Both attorneys gave some estimation of potential damages, with Busch claiming that the musicians’ profits from the track totaled roughly $40 million and that according to general practices for licensing, the Gayes were due some fraction around half of that. King responded that the song was nowhere near that profitable, further arguing that the track’s success wasn’t due entirely to the music — the racy video and social media promotions should be considered as well.

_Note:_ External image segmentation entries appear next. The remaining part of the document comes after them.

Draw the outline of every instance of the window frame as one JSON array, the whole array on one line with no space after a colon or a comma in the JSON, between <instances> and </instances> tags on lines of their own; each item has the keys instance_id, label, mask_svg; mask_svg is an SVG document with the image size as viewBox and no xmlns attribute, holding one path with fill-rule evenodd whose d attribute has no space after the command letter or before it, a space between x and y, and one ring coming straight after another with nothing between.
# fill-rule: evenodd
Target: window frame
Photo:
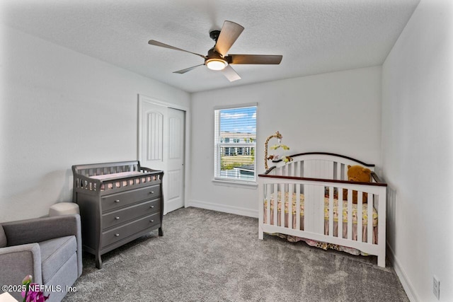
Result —
<instances>
[{"instance_id":1,"label":"window frame","mask_svg":"<svg viewBox=\"0 0 453 302\"><path fill-rule=\"evenodd\" d=\"M219 137L221 135L220 132L220 113L222 110L231 110L231 109L241 109L241 108L255 108L256 114L258 115L258 104L257 103L248 103L248 104L239 104L239 105L234 105L230 106L216 106L214 108L214 179L213 182L219 183L219 184L226 184L226 185L245 185L246 187L253 186L256 187L257 186L257 173L256 173L256 118L255 118L255 139L253 140L253 142L239 142L239 143L234 143L234 139L229 139L230 142L224 142L220 141L221 139ZM226 141L224 139L222 141ZM239 139L239 141L241 139ZM245 140L244 140L245 141ZM220 175L221 170L221 150L222 148L244 148L244 152L246 151L246 149L249 150L248 153L251 154L251 149L255 149L255 157L253 159L253 178L247 180L247 179L236 179L232 178L227 177L222 177ZM230 150L229 150L229 151Z\"/></svg>"}]
</instances>

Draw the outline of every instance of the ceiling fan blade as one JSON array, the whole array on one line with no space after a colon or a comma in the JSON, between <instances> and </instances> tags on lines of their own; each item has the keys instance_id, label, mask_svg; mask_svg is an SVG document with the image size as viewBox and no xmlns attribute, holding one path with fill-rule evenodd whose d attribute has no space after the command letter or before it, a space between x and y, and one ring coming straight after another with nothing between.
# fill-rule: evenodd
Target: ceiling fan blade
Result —
<instances>
[{"instance_id":1,"label":"ceiling fan blade","mask_svg":"<svg viewBox=\"0 0 453 302\"><path fill-rule=\"evenodd\" d=\"M185 74L187 71L190 71L192 69L198 67L199 66L203 66L204 64L200 64L200 65L193 66L192 67L186 68L185 69L178 70L178 71L173 71L173 74Z\"/></svg>"},{"instance_id":2,"label":"ceiling fan blade","mask_svg":"<svg viewBox=\"0 0 453 302\"><path fill-rule=\"evenodd\" d=\"M161 42L156 41L154 40L150 40L149 41L148 41L148 44L149 44L151 45L160 46L161 47L169 48L171 50L179 50L179 51L181 51L181 52L188 52L190 54L196 54L197 56L200 56L203 59L206 59L206 57L207 57L206 56L204 56L202 54L197 54L197 53L195 53L195 52L189 52L188 50L181 50L180 48L175 47L174 46L168 45L166 44L162 43Z\"/></svg>"},{"instance_id":3,"label":"ceiling fan blade","mask_svg":"<svg viewBox=\"0 0 453 302\"><path fill-rule=\"evenodd\" d=\"M236 72L234 69L233 69L233 67L229 65L226 65L226 67L225 67L222 71L222 72L230 82L241 79L239 75Z\"/></svg>"},{"instance_id":4,"label":"ceiling fan blade","mask_svg":"<svg viewBox=\"0 0 453 302\"><path fill-rule=\"evenodd\" d=\"M224 22L220 35L215 44L215 51L222 56L226 55L233 43L243 30L243 27L231 21Z\"/></svg>"},{"instance_id":5,"label":"ceiling fan blade","mask_svg":"<svg viewBox=\"0 0 453 302\"><path fill-rule=\"evenodd\" d=\"M229 54L225 59L229 64L279 64L283 56L273 54Z\"/></svg>"}]
</instances>

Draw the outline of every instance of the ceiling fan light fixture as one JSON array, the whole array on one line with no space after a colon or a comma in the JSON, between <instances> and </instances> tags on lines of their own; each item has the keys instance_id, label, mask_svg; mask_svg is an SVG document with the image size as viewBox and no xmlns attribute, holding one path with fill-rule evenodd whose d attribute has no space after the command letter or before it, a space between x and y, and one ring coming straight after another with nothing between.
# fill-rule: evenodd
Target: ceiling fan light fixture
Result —
<instances>
[{"instance_id":1,"label":"ceiling fan light fixture","mask_svg":"<svg viewBox=\"0 0 453 302\"><path fill-rule=\"evenodd\" d=\"M211 70L222 70L228 63L222 59L208 59L206 60L206 66Z\"/></svg>"}]
</instances>

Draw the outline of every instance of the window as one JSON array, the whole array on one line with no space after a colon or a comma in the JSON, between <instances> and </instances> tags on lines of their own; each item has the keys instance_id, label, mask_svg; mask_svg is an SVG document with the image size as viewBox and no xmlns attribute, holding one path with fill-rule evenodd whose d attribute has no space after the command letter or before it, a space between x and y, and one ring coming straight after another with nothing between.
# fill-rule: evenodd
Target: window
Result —
<instances>
[{"instance_id":1,"label":"window","mask_svg":"<svg viewBox=\"0 0 453 302\"><path fill-rule=\"evenodd\" d=\"M214 178L255 182L256 105L214 110Z\"/></svg>"}]
</instances>

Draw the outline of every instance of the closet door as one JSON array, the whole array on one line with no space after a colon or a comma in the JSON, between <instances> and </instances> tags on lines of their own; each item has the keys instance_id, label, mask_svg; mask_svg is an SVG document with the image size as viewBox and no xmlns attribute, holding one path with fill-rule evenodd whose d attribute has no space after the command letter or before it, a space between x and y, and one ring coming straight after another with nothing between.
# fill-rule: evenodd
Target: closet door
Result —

They previewed their experts, King’s including Williams’ studio engineer and “in-house musicologist” Andrew Coleman and musicologist Sandy Wilbur, who the attorney said will demonstrate that the notes and chord progressions in the Gaye compositions and Thicke’s songs don’t resemble one another. Busch plans to bring musicologist Judith Finell and Harvard professor of African American music Ingrid Monson, who he said would focus on the songs’ structural similarities, like the placement of their rap/spoken segments.
He cautioned jurors with regard to Williams and Thicke’s testimonies. “They will smile at you and they will be charming. Keep one thing in mind: They are professional performers,” he said.
Earlier in the day, the jury selection process kicked off the festivities and included an unusual question: Who was offended by the music video for “Blurred Lines,” which features bare-chested, nearly nude women? Some responded they couldn’t remain impartial.
“I have two young daughters,” said one prospective juror, a teacher, who told the judge the video would affect her judgment. “I’m trying to raise them to be empowered and not use their sexuality to sell things,” she said before being dismissed.
In his opening statement, King played a non-explicit version of the video and clarified his party wouldn’t play the explicit version. “The version you won’t see lacks — clothing,” he said.
Other questions in the selection process included whether the prospective jurors played a musical instrument or could read music, whether they knew Williams’ work and liked it — Thicke’s repertoire wasn’t addressed — and whether they could judge celebrities fairly.
“I have to say, I do listen to a lot of oldies. I was weaned on it,” volunteered one prospective juror, a retired woman who was later dismissed, when asked if she was familiar with Gaye’s work. “His music was the backdrop when I was in college,” responded another. When the judge asked a college student how he knew Williams’ work, the juror responded, “He’s everywhere.”
The jury comprises five women and three men. The trial will continue on Wednesday at 8:30 a.m.